Lyn Lusi ist tot: Mehr als irgendeine Helferin

Die Mitbegründerin von „Heal Africa“, Lyn Lusi, ist tot. Sie half Vergewaltigungsopfern im Kongo. Ihre Arbeit rettete tausenden Frauen das Leben.

Lyn Lusis war eine der wenigen Weißen, die während der ganzen Kriege in Goma blieb. Bild: privat

BERLIN taz | Eine Pionierin der internationalen Anerkennung und Unterstützung von Opfern sexueller Kriegsverbrechen und von lokalen Fraueninitiativen gegen Gewalt in der Demokratischen Republik Kongo ist tot. Lyn Lusi, die britische Mitgründerin der Hilfsorganisation „Heal Africa“ im ostkongolesischen Goma, starb am Samstagabend nach kurzer schwerer Krankheit.

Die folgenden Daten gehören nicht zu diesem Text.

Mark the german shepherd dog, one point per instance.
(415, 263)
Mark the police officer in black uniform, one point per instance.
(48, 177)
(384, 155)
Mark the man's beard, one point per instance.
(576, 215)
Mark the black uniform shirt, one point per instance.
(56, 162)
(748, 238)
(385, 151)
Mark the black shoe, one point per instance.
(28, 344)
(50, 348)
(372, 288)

Die Britin kam in den 70er Jahren im Rahmen der britischen Baptistenmission in den Kongo, der damals noch „Zaire" hieß, und als Studentin und Pädagogin arbeitete Gwendolyn „Lyn" zusammen mit ihrem kongolesischen Ehemann Kasereka „Jo“ Lusi, erst in Nyankunde und ab 1997 auch in Goma, nachdem sie in der Zeit des ruandischen Völkermordes aus Nairobi heraus begonnen hatte, Ausbildungsprogramme für lokale Mediziner aufzubauen. Als eine der ganz wenigen Weißen blieb sie durch die ganzen Kriege hindurch in Goma.

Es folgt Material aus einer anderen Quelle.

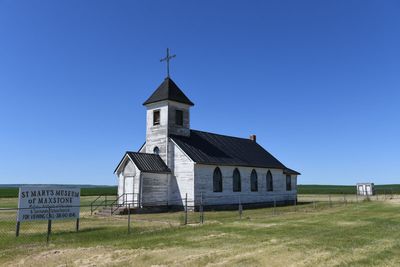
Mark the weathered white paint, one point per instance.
(157, 135)
(155, 189)
(182, 178)
(187, 177)
(203, 184)
(128, 182)
(365, 189)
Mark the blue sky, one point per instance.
(317, 81)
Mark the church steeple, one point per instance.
(168, 90)
(168, 113)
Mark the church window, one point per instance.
(217, 180)
(156, 117)
(254, 181)
(237, 183)
(179, 117)
(270, 183)
(288, 182)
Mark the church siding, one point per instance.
(155, 189)
(204, 186)
(156, 134)
(182, 178)
(128, 171)
(173, 127)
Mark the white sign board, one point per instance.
(48, 203)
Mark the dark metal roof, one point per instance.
(215, 149)
(147, 162)
(168, 90)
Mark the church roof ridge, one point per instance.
(216, 149)
(168, 90)
(222, 135)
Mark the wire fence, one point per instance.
(111, 215)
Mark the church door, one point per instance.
(128, 190)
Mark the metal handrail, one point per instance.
(124, 202)
(97, 205)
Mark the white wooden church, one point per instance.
(176, 161)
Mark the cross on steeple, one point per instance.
(167, 59)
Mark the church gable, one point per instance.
(215, 149)
(150, 163)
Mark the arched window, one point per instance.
(288, 182)
(237, 183)
(217, 180)
(254, 181)
(270, 183)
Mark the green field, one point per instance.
(345, 189)
(364, 233)
(92, 191)
(302, 189)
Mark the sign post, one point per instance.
(48, 203)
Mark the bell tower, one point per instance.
(168, 113)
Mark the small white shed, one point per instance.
(365, 189)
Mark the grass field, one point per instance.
(7, 192)
(346, 189)
(302, 189)
(365, 233)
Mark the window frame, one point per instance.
(254, 175)
(238, 187)
(155, 121)
(270, 181)
(288, 182)
(217, 184)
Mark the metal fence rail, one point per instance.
(130, 213)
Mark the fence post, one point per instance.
(186, 209)
(17, 228)
(201, 209)
(240, 208)
(48, 228)
(129, 218)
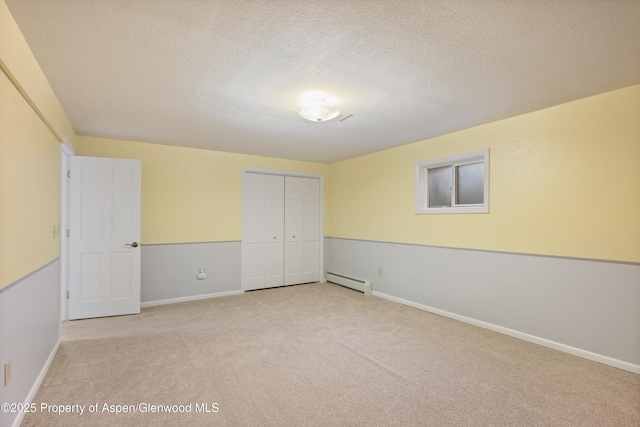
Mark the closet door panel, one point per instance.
(293, 231)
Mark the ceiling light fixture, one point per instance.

Das Ehepaar Lusi gründete mit US-Hilfe das Hilfswerk „Doctors on Call for Service“ (DOCS), das das größte private Krankenhaus in Goma unterhielt samt einem Team „fliegender Ärzte“ zum Einsatz überall in den Kriegsgebieten. Aus DOCS wurde später „Heal Africa“.

Die Klinik „Heal Africa“ in Goma ist heute eines der größten und besten Krankenhäuser Ostkongos und hat neben dem Panzi-Hospital in Bukavu die einzige große Station für Opfer von Vergewaltigungen und sexuellem Missbrauch im Krieg, von denen es im Kongo Zehntausende gibt. Tausende Frauen verdanken der Arbeit Lusis ihr Leben, unzählige Kongolesen und zahlreiche ausländische Freiwillige sind bei und unter Jo Lusi als Chirurg und Lyn Lusi als Leiterin in die Lehre gegangen.

„Heal Africa“ ist heute eine Partnerorganisation des deutschen Zivilen Friedensdienstes und des Evangelischen Entwicklungsdienstes (EED). Lusis Haus in Goma am Kivu-See expandierte im Laufe der Jahre in eine regelrechte Kommune, und für viele amerikanische College-Absolventen auf ihrer allerersten Afrikareise war Lyn Lusis Wohnzimmer eine Art englischer Teesalon mit Blick auf den tropischen Garten vor dem stahlblauen Kivu-See, die erste Einführung in die betörenden Widersprüche des Kongo.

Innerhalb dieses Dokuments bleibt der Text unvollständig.